Everything look fine, but we have just realize that an amount of the records got lost ( about 25% of july )
So, what I want to do is to use my backup ( myxe ) and insert into the database ( dm ) all those records missing.
The problem here are:
They don't have a well defined PK.
They are in separate databases.
So I thought that If I could create a unique pk from both tables which gave the same number I could tell which were missing and insert them.
EDIT 2
So I did the following in my local environment:
select a.* from the_table#PRODUCTION a , the_table b where
a.idle = b.idle and
a.activity = b.activity and
a.finishdate = b.finishdate
Which returns all the rows that are present in both databases ( the .. union? ) I've got 2,000 records.
What I'm going to do next, is delete them all from the target db and then just insert them all s from my db into the target table
I hope I don't get in something worst : - S : -S
The danger of creating a hash value by combining the 3 numbers and the date is that it might not be unique and hence cannot be used safely as a primary key.
Instead I'd recommend using an autoincrementing ID for your primary key.
Just create a surrogate key:
ALTER TABLE mytable ADD pk_col INT
UPDATE mytable
SET pk_col = rownum
ALTER TABLE mytable MODIFY pk_col INT NOT NULL
ALTER TABLE mytable ADD CONSTRAINT pk_mytable_pk_col PRIMARY KEY (pk_col)
or this:
ALTER TABLE mytable ADD pk_col RAW(16)
UPDATE mytable
SET pk_col = SYS_GUID()
ALTER TABLE mytable MODIFY pk_col RAW(16) NOT NULL
ALTER TABLE mytable ADD CONSTRAINT pk_mytable_pk_col PRIMARY KEY (pk_col)
The latter uses GUID's which are unique across databases, but consume more spaces and are much slower to generate (your INSERT's will be slow)
Update:
If you need to create same PRIMARY KEYs on two tables with identical data, use this:
MERGE
INTO mytable v
USING (
SELECT rowid AS rid, rownum AS rn
FROM mytable
ORDER BY
co1l, col2, col3
)
ON (v.rowid = rid)
WHEN MATCHED THEN
UPDATE
SET pk_col = rn
Note that tables should be identical up to a single row (i. e. have same number of rows with same data in them).
Update 2:
For your very problem, you don't need a PK at all.
If you just want to select the records missing in dm, use this one (on dm side)
SELECT *
FROM mytable#myxe
MINUS
SELECT *
FROM mytable
This will return all records that exist in mytable#myxe but not in mytable#dm
Note that it will shrink all duplicates if any.

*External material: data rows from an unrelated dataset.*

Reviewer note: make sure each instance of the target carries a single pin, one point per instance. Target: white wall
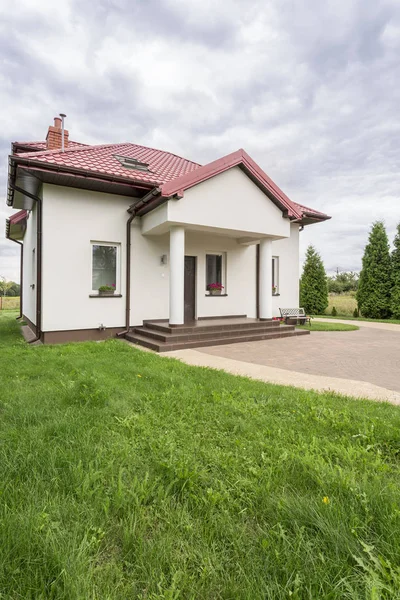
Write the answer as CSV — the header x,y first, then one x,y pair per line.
x,y
229,201
150,279
73,218
29,268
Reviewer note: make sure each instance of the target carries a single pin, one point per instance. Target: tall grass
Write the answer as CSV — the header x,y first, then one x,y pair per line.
x,y
127,475
344,304
9,302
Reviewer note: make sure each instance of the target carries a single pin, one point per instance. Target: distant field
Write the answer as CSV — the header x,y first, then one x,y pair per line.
x,y
9,303
344,305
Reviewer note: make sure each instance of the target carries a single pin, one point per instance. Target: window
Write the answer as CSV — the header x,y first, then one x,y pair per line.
x,y
275,275
215,269
105,265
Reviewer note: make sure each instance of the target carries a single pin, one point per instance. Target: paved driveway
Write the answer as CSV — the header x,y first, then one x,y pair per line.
x,y
362,363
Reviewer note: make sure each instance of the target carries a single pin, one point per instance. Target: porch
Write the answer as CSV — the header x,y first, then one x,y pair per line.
x,y
162,337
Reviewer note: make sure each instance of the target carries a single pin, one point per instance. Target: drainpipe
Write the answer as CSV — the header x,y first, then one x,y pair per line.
x,y
38,259
21,275
128,275
133,210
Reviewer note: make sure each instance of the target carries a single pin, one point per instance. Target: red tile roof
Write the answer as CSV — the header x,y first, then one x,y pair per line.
x,y
163,166
42,145
242,159
171,173
18,217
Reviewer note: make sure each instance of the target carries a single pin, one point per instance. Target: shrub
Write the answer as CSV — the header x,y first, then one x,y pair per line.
x,y
373,295
313,284
395,293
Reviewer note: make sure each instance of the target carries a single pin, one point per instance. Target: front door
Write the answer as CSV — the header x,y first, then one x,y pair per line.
x,y
190,288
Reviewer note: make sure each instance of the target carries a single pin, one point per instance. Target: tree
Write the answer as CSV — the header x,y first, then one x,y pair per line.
x,y
343,283
313,284
5,286
395,294
373,295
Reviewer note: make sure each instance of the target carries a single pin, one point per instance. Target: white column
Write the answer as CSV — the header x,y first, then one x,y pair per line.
x,y
176,275
266,278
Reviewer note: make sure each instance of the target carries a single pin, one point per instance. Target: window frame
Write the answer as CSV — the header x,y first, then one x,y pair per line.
x,y
275,274
223,270
116,245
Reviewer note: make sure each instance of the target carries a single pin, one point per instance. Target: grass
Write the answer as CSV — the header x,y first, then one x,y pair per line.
x,y
344,304
393,321
9,302
317,326
127,475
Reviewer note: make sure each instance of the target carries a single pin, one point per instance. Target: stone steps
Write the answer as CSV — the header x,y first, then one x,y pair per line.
x,y
162,338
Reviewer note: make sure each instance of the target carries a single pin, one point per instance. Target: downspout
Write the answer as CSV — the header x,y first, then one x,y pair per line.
x,y
21,275
133,212
128,275
38,259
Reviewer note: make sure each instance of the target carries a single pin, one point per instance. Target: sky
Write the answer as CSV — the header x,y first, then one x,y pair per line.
x,y
309,89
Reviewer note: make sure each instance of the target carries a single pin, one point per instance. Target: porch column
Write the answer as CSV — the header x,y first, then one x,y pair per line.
x,y
176,275
265,279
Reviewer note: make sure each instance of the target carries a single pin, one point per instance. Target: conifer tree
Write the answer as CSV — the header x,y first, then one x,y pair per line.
x,y
395,293
313,284
373,294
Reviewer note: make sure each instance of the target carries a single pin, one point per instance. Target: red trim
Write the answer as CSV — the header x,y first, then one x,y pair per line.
x,y
239,158
18,217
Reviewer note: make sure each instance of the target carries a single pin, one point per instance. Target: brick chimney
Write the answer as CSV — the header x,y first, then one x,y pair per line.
x,y
53,139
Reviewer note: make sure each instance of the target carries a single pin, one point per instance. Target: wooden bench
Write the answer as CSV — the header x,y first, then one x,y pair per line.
x,y
294,316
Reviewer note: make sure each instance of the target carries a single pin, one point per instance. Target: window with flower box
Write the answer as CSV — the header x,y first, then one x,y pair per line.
x,y
106,266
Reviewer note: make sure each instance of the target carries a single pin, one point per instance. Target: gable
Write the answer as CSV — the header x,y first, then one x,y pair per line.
x,y
230,201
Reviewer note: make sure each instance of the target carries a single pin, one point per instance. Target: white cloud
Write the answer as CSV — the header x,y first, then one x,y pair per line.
x,y
310,90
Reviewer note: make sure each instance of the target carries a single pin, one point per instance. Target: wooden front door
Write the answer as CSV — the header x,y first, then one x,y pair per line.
x,y
190,288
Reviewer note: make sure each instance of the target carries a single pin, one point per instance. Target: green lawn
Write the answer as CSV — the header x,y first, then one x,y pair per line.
x,y
316,326
346,318
9,302
344,304
127,475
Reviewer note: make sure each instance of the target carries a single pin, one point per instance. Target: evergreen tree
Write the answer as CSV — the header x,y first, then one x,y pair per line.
x,y
313,284
373,294
395,295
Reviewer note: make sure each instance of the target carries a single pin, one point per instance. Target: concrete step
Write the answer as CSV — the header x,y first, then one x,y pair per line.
x,y
205,333
210,325
167,346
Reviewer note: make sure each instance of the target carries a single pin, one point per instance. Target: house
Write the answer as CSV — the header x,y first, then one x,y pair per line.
x,y
160,230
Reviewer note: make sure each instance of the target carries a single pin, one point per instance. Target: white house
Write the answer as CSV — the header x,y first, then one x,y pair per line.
x,y
159,228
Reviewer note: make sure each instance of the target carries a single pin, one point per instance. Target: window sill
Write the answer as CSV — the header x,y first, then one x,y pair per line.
x,y
98,296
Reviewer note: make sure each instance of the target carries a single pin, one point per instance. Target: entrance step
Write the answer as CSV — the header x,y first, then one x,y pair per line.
x,y
163,338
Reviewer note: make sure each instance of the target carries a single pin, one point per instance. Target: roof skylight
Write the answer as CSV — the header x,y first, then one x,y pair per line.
x,y
132,163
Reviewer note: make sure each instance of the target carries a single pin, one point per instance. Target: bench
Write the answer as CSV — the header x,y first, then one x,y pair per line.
x,y
294,316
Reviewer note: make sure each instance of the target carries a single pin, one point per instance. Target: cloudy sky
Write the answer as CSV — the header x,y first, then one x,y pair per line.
x,y
310,89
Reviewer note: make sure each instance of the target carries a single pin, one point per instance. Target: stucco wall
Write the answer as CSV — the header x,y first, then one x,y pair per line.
x,y
150,279
71,220
229,201
29,275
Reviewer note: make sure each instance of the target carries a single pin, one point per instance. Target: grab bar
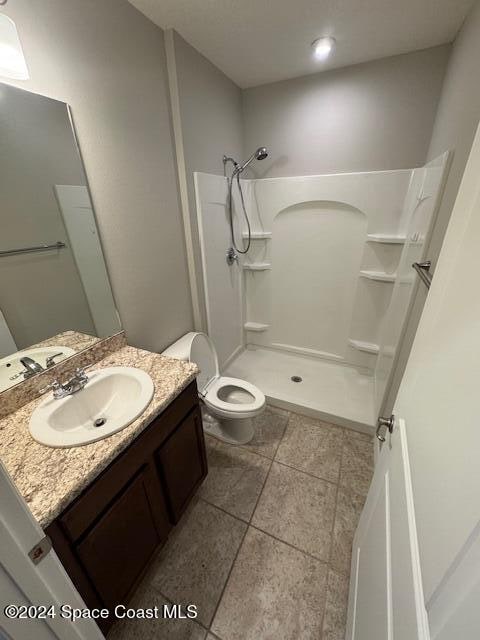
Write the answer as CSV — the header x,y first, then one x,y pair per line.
x,y
41,247
423,270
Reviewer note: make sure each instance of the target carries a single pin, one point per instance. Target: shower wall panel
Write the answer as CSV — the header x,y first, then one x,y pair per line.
x,y
325,283
223,283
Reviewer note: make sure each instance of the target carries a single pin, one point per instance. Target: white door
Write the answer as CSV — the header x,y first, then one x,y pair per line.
x,y
416,555
386,595
24,583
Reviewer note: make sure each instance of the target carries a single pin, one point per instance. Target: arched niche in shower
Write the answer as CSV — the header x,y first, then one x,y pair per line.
x,y
317,249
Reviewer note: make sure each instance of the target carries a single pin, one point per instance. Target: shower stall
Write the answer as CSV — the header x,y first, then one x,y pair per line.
x,y
314,311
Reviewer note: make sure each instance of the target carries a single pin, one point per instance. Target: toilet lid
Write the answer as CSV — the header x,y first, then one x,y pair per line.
x,y
203,354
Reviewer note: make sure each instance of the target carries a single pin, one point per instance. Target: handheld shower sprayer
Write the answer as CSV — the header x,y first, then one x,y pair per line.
x,y
259,154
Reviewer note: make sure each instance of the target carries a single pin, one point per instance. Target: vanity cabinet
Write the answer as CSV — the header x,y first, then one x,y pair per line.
x,y
108,535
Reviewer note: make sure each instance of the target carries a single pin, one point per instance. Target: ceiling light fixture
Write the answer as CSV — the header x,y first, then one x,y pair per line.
x,y
12,60
323,47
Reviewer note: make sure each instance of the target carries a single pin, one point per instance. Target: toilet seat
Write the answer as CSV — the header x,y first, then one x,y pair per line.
x,y
229,404
232,409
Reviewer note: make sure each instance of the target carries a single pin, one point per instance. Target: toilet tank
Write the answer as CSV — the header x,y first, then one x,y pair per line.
x,y
181,348
198,348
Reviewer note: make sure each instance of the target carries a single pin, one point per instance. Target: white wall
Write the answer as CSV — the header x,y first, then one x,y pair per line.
x,y
372,116
211,121
455,125
108,62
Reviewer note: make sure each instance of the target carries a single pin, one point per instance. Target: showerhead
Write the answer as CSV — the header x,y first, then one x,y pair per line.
x,y
260,154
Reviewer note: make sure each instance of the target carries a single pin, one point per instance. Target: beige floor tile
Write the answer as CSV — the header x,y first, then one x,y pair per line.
x,y
298,509
274,593
357,464
359,435
235,478
269,430
193,566
153,629
347,514
312,446
335,617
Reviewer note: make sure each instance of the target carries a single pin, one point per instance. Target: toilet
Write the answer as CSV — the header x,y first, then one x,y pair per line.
x,y
229,404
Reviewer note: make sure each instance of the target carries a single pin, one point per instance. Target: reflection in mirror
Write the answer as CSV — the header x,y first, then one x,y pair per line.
x,y
55,295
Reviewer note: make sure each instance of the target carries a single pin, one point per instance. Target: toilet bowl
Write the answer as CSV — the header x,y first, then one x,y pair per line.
x,y
229,404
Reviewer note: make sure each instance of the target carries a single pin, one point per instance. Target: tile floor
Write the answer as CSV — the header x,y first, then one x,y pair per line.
x,y
264,548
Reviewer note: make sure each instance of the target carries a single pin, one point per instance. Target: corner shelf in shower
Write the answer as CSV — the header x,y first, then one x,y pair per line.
x,y
258,327
367,347
379,276
385,238
258,235
257,266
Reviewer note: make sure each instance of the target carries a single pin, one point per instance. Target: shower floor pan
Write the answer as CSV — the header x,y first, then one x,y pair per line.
x,y
328,390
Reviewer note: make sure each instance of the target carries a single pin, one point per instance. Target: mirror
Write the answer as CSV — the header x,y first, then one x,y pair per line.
x,y
55,294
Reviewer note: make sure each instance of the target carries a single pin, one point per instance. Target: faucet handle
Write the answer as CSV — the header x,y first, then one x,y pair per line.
x,y
53,386
50,361
80,375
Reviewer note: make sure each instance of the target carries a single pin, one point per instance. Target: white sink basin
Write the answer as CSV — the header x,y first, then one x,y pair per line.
x,y
11,367
115,395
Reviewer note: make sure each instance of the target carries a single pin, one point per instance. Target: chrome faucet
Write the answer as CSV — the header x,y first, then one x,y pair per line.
x,y
31,367
51,359
60,390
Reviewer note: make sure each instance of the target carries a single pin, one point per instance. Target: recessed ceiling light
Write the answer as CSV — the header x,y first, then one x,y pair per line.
x,y
323,47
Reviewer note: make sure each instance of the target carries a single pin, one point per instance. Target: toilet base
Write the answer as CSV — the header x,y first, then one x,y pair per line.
x,y
233,431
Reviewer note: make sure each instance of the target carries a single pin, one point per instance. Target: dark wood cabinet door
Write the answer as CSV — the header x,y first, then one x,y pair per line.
x,y
182,463
116,550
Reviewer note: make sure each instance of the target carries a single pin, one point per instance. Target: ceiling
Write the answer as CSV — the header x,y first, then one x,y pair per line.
x,y
259,41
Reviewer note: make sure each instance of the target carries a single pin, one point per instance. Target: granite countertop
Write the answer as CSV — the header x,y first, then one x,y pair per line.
x,y
49,479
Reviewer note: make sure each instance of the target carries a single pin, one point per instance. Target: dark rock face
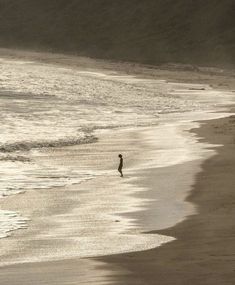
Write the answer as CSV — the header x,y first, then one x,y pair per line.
x,y
150,31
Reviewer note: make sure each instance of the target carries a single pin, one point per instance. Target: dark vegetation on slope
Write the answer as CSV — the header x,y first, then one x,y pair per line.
x,y
148,31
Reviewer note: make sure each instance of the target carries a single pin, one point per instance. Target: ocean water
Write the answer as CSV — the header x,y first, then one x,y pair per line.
x,y
45,106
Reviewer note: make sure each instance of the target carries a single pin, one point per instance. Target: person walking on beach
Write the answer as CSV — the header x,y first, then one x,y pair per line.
x,y
120,165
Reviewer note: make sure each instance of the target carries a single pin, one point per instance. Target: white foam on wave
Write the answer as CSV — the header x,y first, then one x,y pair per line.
x,y
10,221
44,103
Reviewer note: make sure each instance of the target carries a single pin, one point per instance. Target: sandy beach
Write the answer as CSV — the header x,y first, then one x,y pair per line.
x,y
204,250
169,221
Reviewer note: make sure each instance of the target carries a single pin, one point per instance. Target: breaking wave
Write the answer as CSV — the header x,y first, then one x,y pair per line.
x,y
28,145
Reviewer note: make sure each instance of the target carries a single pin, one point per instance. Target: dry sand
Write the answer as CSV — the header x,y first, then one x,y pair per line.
x,y
204,252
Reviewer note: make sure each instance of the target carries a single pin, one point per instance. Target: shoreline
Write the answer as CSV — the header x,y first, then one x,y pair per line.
x,y
204,249
139,267
198,255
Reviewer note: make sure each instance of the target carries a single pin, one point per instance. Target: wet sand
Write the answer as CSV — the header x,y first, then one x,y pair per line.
x,y
204,252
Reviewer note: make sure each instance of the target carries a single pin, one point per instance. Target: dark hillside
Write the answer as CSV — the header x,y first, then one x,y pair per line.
x,y
149,31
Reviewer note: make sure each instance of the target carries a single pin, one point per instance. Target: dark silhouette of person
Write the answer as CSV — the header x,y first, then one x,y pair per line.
x,y
120,165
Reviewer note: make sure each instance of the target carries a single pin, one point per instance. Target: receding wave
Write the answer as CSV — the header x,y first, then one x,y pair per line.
x,y
15,158
28,145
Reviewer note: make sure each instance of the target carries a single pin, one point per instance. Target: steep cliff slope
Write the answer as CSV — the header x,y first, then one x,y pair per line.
x,y
149,31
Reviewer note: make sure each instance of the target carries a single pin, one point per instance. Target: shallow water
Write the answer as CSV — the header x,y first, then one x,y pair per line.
x,y
45,107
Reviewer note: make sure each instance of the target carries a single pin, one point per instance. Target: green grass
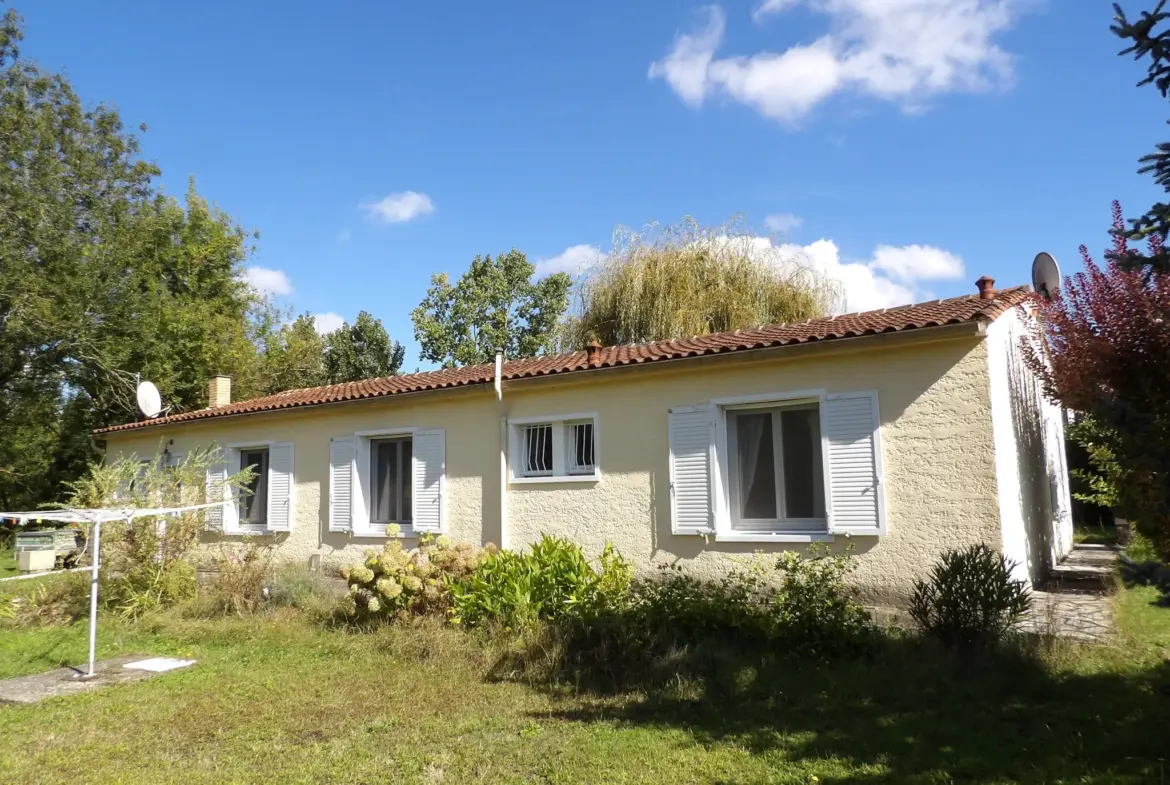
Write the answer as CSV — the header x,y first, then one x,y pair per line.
x,y
276,700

Assuming that you have ensured uniqueness...you can do almost the same thing in SQL. The only problem will be the conversion of the date to a numeric value so that you can hash it.
Select Table2.SomeFields
FROM Table1 LEFT OUTER JOIN Table2 ON
(Table1.col1 * 31) + (Table1.col2 * 31) + (Table1.col3 * 31) +
((DatePart(year,Table1.date) + DatePart(month,Table1.date) + DatePart(day,Table1.date) )* 31) = Table2.hashedPk
The above query would work for SQL Server, the only difference for Oracle would be in terms of how you handle the date conversion. Moreover, there are other functions for converting dates in SQL Server as well, so this is by no means the only solution.
And, you can combine this with Quassnoi's SET statement to populate the new field as well. Just use the left side of the Join condition logic for the value.
If you're loading your new table with values from the old table, and you then need to join the two tables, you can only "properly" do this if you can uniquely identify each row in the original table. Quassnoi's solution will allow you to do this, IF you can first alter the old table by adding a new column.
If you cannot alter the original table, generating some form of hash code based on the columns of the old table would work -- but, again, only if the hash codes uniquely identify each row. (Oracle has checksum functions, right? If so, use them.)
If hash code uniqueness cannot be guaranteed, you may have to settle for a primary key composed of as many columns are required to ensure uniqueness (e.g. the natural key). If there is no natural key, well, I heard once that Oracle provides a rownum for each row of data, could you use that?